Peter T. Boyd, President & Founder of PaperStreet
“Star Trek style full conversations where the computer interacts with the user and can control technology. Everyone can have a personal assistant to get routine tasks done, items purchased, calculations made, and control devices in your office, home and car. With that will be security concerns in being able to mimic voices and break-into various devices, but they can probably be overcome with additional security in other ways (pass codes or other body signatures).”
Others are not so optimistic. Steve Kovach says it’s time to admit digital assistants are overrated:
“The hype around digital assistants is real. But for now, it’s just that. Hype. And it’s arguably the more overrated than any other emerging technology…digital assistants have turned into a fragmented mess and they’re all little more than a minor convenience, assuming they work at all.”
Regardless of whether you think it’s a fad or a mainstay in the populous, it is on the way. What might be the practical use of voice commands now?
Top tasks voice controls are made for:
- Voice will be a primary interface for the connected home, providing a natural means to communicate with alarm systems, lights, kitchen appliances, sound systems and more, as users go about their day-to-day lives.
- Major cars on the market will adopt intelligent, voice-driven systems for entertainment and location-based search, keeping drivers’ and passengers’ eyes and hands free.
- Audio and video entertainment systems will count on naturally spoken voice for content discovery to match the multitude of ways users think about content. (This can already be seen in products like the new Apple TV, which rejects any apps whose core functionality doesn’t support the voice-controlled Siri remote.)
- Small-screened and screenless wearables will continue their upward climb in popularity, requiring smooth, fluid means of operation as more and more users expect better and better results.

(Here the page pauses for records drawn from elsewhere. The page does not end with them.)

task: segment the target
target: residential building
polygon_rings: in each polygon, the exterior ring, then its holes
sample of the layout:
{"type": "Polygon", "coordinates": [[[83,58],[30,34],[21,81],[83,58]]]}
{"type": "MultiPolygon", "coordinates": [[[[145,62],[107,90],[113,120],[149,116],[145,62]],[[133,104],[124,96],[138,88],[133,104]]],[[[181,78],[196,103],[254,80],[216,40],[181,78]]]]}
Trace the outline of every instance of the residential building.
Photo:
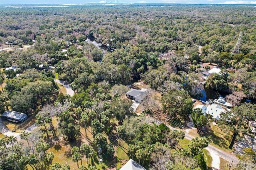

It is expected that voice-controlled devices will also dominate workplaces that require hands-free mobility, such as hospitals, warehouses, laboratories and production plants. As far as I’m concerned, the next big advancement in voice is being able to have a conversation.
Having a conversation with digital assistants will not be easy with so many variations in language, pauses and pronunciations, but this is no doubt the holy grail for Amazon and Google. Amazon wants you to have long, real conversations with Alexa. The e-tail giant recently released new tools to app developers that allow Alexa to whisper, show emotion and pause naturally, like we humans do. And that’s just the start, says Rohit Prasad, Amazon’s head scientist for Alexa, who is playing a key role in the retailer’s efforts in artificial intelligence for Alexa—using computers to converse with us.